O vizinho de assento percebeu meu interesse em ouvir” causos” e desabafou espécie de resposta que, por estar na condição de visita, não pode dar ao tio de sua mulher, o anfitrião da reunião.
Contou-me que, durante o jantar, o anfitrião criticou o combate ao garimpo ilegal, dizendo que não adiantaria a destruição dos equipamentos predadores, pois logo seriam repostos, pois a atividade resulta em ganhos extraordinários. Mais do que isso, indagou quando é que nossos indígenas se tornariam brasileiros, ignorando totalmente ser o indígena o mais tradicional, originário e uma das matrizes do povo brasileiro.

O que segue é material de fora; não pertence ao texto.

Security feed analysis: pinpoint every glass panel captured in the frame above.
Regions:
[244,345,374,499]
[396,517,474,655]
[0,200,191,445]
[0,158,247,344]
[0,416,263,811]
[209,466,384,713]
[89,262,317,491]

Interrompendo sua catarse, aproveitou para mostrar seu entendimento sobre o povo brasileiro. Em tom um pouco irônico disse que o anfitrião até certo ponto tinha razão, pois de fato essa nossa etnia brasileira em formação não é a etnia indígena, apesar de a termos como, juntamente com a africana, nossas matrizes ancestrais. Assim como um filho não é a mãe, a etnia de um povo é diversa da etnia de suas origens maternas e paternas.
E, voltou a catarse... Estaria o anfitrião repetindo a mesma posição do colonizador que, considerando-se infinitamente superior, impôs sua religião, seu modelo de produção, seu modelo sócio político de classes e privilégios? Sim, pois não poderia ter dúvidas quanto a nacionalidade de nosso indígena, haja visto que nosso IBGE, segundo o Censo Demográfico de 2022, levantou 1.693.535 habitantes, o que representa 0,83% do total de brasileiros.

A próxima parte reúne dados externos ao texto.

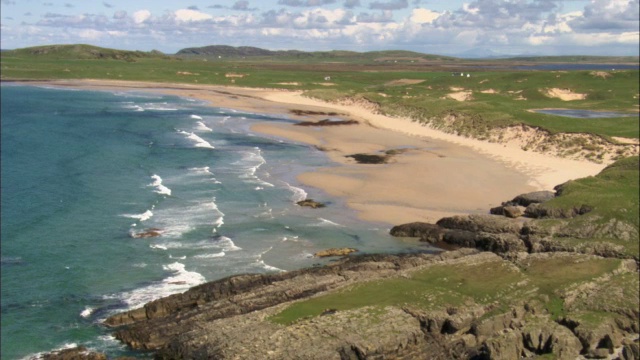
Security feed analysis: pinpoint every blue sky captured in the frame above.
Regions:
[0,0,640,56]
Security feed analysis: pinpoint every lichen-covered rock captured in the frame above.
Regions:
[41,346,107,360]
[389,222,445,242]
[524,203,592,219]
[522,320,582,360]
[436,214,523,234]
[296,199,326,209]
[483,331,526,360]
[504,206,525,219]
[509,191,556,207]
[313,248,358,257]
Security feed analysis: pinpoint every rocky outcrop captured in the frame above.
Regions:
[105,249,473,350]
[292,118,358,126]
[509,191,556,207]
[296,199,327,209]
[41,346,107,360]
[102,249,638,360]
[129,228,162,239]
[524,203,592,219]
[313,248,358,257]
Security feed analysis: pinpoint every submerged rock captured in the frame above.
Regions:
[131,228,162,239]
[313,248,358,257]
[296,199,327,209]
[41,346,107,360]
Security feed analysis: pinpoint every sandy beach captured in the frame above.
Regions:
[12,80,606,225]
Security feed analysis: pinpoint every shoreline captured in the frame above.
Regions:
[6,80,606,225]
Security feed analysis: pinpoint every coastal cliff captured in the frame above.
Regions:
[102,249,639,359]
[46,157,640,360]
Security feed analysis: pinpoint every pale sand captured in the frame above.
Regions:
[546,88,587,101]
[12,80,605,225]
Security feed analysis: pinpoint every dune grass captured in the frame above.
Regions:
[270,257,633,325]
[1,46,640,138]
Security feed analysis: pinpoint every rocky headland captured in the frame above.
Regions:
[42,158,640,360]
[90,160,640,359]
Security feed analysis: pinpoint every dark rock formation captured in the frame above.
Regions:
[292,119,358,126]
[346,154,389,164]
[436,215,523,234]
[390,222,445,242]
[524,203,592,219]
[507,191,556,207]
[42,346,107,360]
[296,199,326,209]
[313,248,358,257]
[105,250,476,355]
[130,228,162,239]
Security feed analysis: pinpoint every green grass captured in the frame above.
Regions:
[271,261,523,324]
[1,45,640,138]
[541,156,640,252]
[270,257,624,325]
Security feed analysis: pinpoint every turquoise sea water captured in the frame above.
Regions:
[1,85,425,359]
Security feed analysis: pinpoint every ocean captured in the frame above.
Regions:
[0,84,430,359]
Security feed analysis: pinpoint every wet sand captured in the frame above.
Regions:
[10,80,605,225]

O anfitrião acrescentou que, pelo menos no plantio e colheita de uva, caciques funcionam como empresas terceirizadas, fornecem índios como mão de obra e ficam com grande parte dos salários pagos. Certamente, nesse caso, por coerência ao seu ponto de vista míope, quase cego, deveria elogiar pois, segundo sua adjetivação, teriam se tornado brasileiros.

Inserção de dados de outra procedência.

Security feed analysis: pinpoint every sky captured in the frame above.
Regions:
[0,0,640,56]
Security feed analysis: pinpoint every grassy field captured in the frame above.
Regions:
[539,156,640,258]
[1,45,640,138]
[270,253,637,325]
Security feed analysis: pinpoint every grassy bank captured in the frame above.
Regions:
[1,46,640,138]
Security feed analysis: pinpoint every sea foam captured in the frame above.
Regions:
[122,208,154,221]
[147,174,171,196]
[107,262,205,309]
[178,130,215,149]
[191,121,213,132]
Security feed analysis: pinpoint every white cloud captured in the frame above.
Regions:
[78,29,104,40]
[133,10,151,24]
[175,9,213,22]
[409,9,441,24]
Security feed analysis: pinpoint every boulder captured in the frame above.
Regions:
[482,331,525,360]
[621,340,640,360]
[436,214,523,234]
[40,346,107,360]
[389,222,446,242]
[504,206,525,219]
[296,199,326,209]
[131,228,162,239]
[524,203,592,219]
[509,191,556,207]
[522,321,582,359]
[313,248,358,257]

O fato de índios trabalharem na colheita de uva no extremo sul do país é fato e se deve a essas comunidades terem reduzidas drasticamente suas terras, ficarem cercadas pelo viver urbano e adotaram forma compatível de viver, para sobreviver. Além disso, essas comunidades representam a minoria dos indígenas brasileiros, visto que mais de 70% se concentram nas terras do norte e nordeste.
Em continuidade a resposta ao anfitrião, que ficara entalada e em defesa ao indígena acrescentou estar mais do que claro, que se não existissem as florestas, a vida jamais teria se desenvolvido dessa forma tão complexa no planeta Terra e, são esses indígenas que, por não esqueceram maneira de viver em harmonia com a natureza, mantém as florestas.
O companheiro de viagem ao perceber, que não conseguia mais controlar meu cansaço e bocejava sem moderação, antecipou que acrescentaria somente mais um comentário, sobre a máxima do anfitrião, em seu questionamento: “quando é que nossos indígenas se tornariam brasileiros”?
Certamente, expressou a necessidade de que os indígenas passassem a se alimentar, não mais da caça, e da coleta, mas sim com alimentos contaminados tanto pela água, quanto pelos agrotóxicos, conservantes, corantes...Que passassem a morar, não mais na forma coletiva, mas na individual. Que se convertessem ao cristianismo, passassem a venerar Deus, Onipresente. Onisciente, Onipotente e Criador dos universos, da vida, da Terra, seus reinos, inclusive o dos humanos, mas que, paradoxalmente, agem como os maiores predadores da Obra desee Criador.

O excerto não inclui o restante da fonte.